Dieser Essay möchte zeigen, dass die vermeintliche »systemische Rivalität« zu China und anderen Staaten zwar eine Rivalität ist, aber keine systemische. Die Aufgabe unseres Jahrhunderts besteht darin, aus diesen althergebrachten Freund-Feindmustern auszubrechen und unterschiedliche Entwicklungswege und kulturelle Eigenheiten zuzulassen. Denn die Menschenrechte, die keine »westlichen« Werte sind, werden wir nur dann schützen und bewahren, wenn wir ihnen voll und ganz entsprechen. Toleranz, Diversität und Offenheit lassen sich einfordern, wenn wir sie im Umgang mit anderen selbst praktizieren. Zum ersten Mal in der Geschichte der Menschheit versammelt das 21. Jahrhundert im Zeichen der globalen ökologischen Katastrophe alle im selben Boot. Meistern können wir sie nur, wenn wir auf das schauen, was alle Länder und Kulturen eint, nicht auf das, was sie trennt. Es wird kein Jahrhundert des »Entweder-oder« nach dem Zuschnitt einer Hegemonialmacht mehr sein, wie die vergangenen - sondern, will sich die menschliche Zivilisation nicht selbst vernichten: das Jahrhundert der Toleranz.

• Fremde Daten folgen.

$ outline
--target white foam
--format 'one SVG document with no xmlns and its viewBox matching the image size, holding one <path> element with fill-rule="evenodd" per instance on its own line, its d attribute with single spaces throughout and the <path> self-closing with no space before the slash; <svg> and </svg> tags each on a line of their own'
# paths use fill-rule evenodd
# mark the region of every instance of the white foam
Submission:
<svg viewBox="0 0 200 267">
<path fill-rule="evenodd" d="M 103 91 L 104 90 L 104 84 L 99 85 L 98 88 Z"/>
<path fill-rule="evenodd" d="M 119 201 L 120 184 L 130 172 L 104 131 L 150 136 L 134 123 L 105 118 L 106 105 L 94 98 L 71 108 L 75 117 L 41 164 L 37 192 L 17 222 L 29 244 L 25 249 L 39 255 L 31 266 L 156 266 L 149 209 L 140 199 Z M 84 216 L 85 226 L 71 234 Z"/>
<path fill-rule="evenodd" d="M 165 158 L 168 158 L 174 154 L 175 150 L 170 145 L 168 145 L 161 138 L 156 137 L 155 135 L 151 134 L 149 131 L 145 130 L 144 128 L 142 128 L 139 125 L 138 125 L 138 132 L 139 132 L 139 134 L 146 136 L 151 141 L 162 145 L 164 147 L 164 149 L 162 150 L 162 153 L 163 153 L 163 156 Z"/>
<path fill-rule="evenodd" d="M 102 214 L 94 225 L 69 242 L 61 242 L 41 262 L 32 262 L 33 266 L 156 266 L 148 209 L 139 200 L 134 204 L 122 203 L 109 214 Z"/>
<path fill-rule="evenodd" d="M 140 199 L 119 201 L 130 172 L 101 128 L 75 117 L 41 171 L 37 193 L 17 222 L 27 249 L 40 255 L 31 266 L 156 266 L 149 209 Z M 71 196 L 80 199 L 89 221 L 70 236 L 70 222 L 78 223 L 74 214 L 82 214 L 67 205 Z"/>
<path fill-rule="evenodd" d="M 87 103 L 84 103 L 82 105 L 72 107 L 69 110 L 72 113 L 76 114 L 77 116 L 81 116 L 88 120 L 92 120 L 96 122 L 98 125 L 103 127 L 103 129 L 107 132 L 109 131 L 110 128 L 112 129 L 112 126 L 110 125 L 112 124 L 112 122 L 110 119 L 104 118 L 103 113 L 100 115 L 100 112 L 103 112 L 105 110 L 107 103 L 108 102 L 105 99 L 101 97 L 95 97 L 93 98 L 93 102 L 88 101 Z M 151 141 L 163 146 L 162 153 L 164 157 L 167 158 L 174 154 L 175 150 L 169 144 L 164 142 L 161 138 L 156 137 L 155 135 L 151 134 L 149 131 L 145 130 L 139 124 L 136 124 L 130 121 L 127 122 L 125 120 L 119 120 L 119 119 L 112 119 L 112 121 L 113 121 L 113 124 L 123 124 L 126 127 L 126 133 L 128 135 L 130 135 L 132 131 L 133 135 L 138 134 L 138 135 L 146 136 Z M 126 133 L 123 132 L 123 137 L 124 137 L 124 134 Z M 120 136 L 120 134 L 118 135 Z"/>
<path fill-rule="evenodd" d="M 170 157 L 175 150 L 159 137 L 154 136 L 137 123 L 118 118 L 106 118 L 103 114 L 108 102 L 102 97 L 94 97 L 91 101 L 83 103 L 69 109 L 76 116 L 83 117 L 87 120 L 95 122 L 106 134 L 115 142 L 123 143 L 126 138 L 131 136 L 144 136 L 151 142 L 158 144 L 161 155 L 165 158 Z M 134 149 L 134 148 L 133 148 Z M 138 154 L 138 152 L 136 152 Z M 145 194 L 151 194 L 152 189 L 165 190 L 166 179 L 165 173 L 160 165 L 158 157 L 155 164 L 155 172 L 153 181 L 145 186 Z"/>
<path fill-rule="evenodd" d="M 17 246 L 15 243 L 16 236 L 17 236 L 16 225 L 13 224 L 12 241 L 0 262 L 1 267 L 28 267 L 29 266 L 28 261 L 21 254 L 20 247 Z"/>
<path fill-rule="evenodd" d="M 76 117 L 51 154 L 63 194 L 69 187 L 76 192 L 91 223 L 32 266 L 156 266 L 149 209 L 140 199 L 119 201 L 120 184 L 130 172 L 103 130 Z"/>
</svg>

Richard David Precht, geboren 1964, ist Philosoph, Publizist und Autor und einer der profiliertesten Intellektuellen im deutschsprachigen Raum. Er ist Honorarprofessor für Philosophie und Ästhetik an der Hochschule für Musik Hanns Eisler in Berlin. Seit seinem sensationellen Erfolg mit »Wer bin ich - und wenn ja, wie viele?« waren alle seine Bücher zu philosophischen oder gesellschaftspolitischen Themen große Bestseller und wurden in mehr als 40 Sprachen übersetzt. Seit 2012 moderiert er die Philosophiesendung »Precht« im ZDF und diskutiert zusammen mit Markus Lanz im Nr.1-Podcast »LANZ & PRECHT« im wöchentlichen Rhythmus gesellschaftliche, politische und philosophische Entwicklungen.

III. 
Warum die Geschichte
nicht zu Ende ist


Francis Fukuyama ist ein charmanter und sympathischer Mensch. Und die These, die ihn berühmt machte, hat er schon oft widerrufen, nicht zuletzt in einem Fernsehgespräch, das wir beide führten.8 Es ist jene Rede vom »Ende der Geschichte«, mit der der US-amerikanische Politologe Anfang der Neunzigerjahre nahezu schlagartig berühmt wurde. So hatte Fukuyama 1992 gemeint, dass »die liberale Demokratie möglicherweise ›den Endpunkt der ideologischen Evolution der Menschheit‹ und die ›endgültige menschliche Regierungsform‹ darstellt. Sie wäre demnach ›das Ende der Geschichte‹. Während frühere Regierungsformen schwere Mängel und irrationale Züge aufwiesen, die schließlich zu ihrem Zusammenbruch führten, ist die liberale Demokratie bemerkenswert frei von solchen fundamentalen inneren Widersprüchen«.9

Keiner dieser Sätze geht Fukuyama – und mit ihm den meisten, die sich mit der Frage beschäftigen – heute noch glatt über die Lippen. Weisen Demokratien keine Mängel und keine irrationalen Züge auf? Man denke hier stellvertretend an Donald Trump und an die gewaltige Renaissance rechter Kräfte in Europa. Man denke an die anschwellende Kritik an den liberalen Demokratien in Westeuropa durch eine gegenwärtig stark anwachsende Zahl von Bürgern. Man denke an die Rolle der etablierten Massenmedien, die unter dem Druck der Direktmedien Abweichungen von der als solche ausgegebenen gesellschaftlichen Mitte oft heftig brandmarken und anprangern und vielfach vom Journalismus zum Aktivismus übergehen. Und man denke an den damit einhergehenden von ungezählten Meinungsforschungsinstituten diagnostizierten Vertrauensverlust sowohl in die Politik als auch in die Leitmedien mit gefährlichen Folgen für die Stabilität und den Zusammenhalt der Gesellschaften. Die Zahl der Menschen wächst, die sich die Frage stellen: Wie weit darf Freiheit durch informelle Verengung des zulässigen Meinungsspektrums verengt werden?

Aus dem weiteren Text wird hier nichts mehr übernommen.